A “secret shopper” could pose as a customer and purchase marijuana products from retail pot shops to make sure the products are safe and being sold to adults over the age of 21, under rules that state regulators are considering.
The Massachusetts Cannabis Control Commission has proposed regulations that include a “secret shopper program,” which would allow the person who is not the right age to go in and attempt to purchase marijuana. The products could also be tested for accurate potency.
Massachusetts voters broadly legalized recreational marijuana through a 2016 ballot question. Home-growing and personal possession, with limits, are allowed for adults age 21 and over.
Retail marijuana stores, and marijuana-related businesses like cafes and yoga students, are also allowed under the state law, while marijuana remains illegal under federal law.
The first Massachusetts retail shops, which will be licensed by the commission, are expected to open later this year.
If the shop sells marijuana to someone who is underage, the commission would be able to take action against the retail establishment, according to Kay Doyle, one of the five members of the regulatory panel.
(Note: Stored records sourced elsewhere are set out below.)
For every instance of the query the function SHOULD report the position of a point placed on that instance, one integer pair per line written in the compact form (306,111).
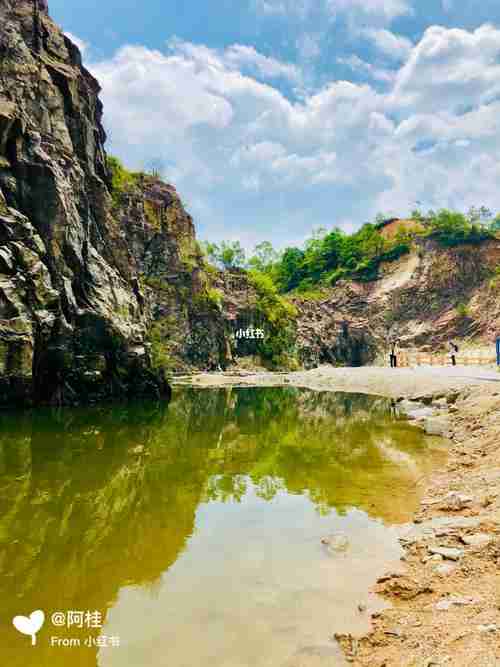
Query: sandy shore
(445,599)
(394,383)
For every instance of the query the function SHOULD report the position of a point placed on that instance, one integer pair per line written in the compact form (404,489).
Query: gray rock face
(71,316)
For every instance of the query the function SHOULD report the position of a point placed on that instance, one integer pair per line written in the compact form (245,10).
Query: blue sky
(274,117)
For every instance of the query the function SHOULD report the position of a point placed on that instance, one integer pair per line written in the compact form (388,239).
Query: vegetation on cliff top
(328,257)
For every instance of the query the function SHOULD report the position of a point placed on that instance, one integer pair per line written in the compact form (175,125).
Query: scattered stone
(336,543)
(437,426)
(448,603)
(488,628)
(448,553)
(456,501)
(388,576)
(435,558)
(445,569)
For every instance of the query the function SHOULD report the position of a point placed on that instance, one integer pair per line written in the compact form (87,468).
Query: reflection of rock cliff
(97,499)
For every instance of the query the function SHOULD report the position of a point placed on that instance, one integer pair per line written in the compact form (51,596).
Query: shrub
(121,180)
(278,316)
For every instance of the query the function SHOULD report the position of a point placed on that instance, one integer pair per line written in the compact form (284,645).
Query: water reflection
(96,503)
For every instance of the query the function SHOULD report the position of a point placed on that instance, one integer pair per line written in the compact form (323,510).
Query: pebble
(477,540)
(449,553)
(338,542)
(487,628)
(445,569)
(456,501)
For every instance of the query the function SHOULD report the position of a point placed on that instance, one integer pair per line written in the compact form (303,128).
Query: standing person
(453,352)
(394,357)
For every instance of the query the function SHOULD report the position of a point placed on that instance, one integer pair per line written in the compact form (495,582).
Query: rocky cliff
(425,299)
(104,290)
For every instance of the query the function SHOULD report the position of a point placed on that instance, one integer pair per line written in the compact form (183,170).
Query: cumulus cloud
(379,10)
(357,64)
(383,9)
(394,46)
(253,163)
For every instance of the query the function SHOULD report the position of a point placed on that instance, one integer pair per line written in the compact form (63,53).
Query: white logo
(30,625)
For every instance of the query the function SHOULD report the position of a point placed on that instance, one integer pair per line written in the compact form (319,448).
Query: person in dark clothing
(394,356)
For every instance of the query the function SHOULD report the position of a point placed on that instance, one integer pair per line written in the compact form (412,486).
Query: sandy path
(394,383)
(446,598)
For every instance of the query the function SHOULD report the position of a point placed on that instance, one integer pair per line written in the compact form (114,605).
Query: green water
(195,528)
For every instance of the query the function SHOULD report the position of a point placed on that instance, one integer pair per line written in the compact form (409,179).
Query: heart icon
(30,625)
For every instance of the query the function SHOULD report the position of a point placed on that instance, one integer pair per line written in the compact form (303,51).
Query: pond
(192,534)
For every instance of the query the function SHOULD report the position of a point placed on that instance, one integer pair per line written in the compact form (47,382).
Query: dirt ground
(445,599)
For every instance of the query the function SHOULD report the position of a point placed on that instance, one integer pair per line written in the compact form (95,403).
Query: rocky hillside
(424,299)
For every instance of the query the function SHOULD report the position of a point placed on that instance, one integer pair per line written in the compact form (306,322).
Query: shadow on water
(97,502)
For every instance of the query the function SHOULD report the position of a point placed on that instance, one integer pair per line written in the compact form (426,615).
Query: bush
(121,180)
(450,229)
(278,316)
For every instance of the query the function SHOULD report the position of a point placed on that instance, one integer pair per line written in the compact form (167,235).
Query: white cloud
(240,56)
(81,44)
(383,11)
(308,45)
(394,46)
(252,163)
(357,64)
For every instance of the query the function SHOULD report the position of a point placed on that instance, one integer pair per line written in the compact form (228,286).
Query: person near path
(453,353)
(394,356)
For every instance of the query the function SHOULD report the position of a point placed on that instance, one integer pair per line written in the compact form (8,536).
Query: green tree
(264,257)
(231,254)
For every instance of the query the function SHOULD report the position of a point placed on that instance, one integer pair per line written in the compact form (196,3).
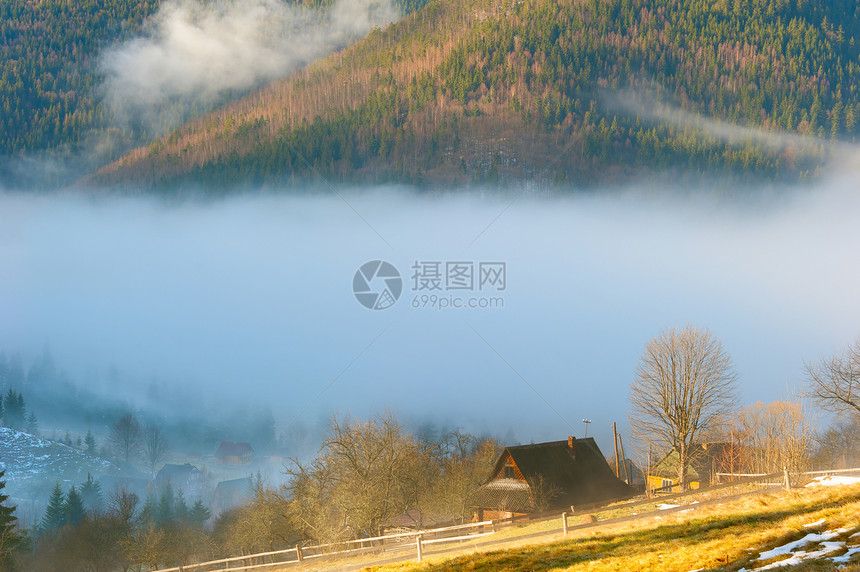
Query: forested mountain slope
(55,95)
(467,90)
(48,68)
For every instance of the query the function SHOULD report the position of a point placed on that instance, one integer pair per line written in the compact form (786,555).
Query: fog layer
(253,296)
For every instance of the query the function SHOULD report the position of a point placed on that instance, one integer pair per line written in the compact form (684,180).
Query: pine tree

The proposed regulations say the commission at any time and without prior notice can authorize an employee or another person to pose as a customer and purchase marijuana or marijuana products as part of the “secret shopper” program.
Along with retail pot shops, commissioners are also set to eventually take on oversight of the state’s medical marijuana program and the dispensaries scattered around the state, currently under the watch of the state Department of Public Health.
Massachusetts voters legalized marijuana for medical use in 2012.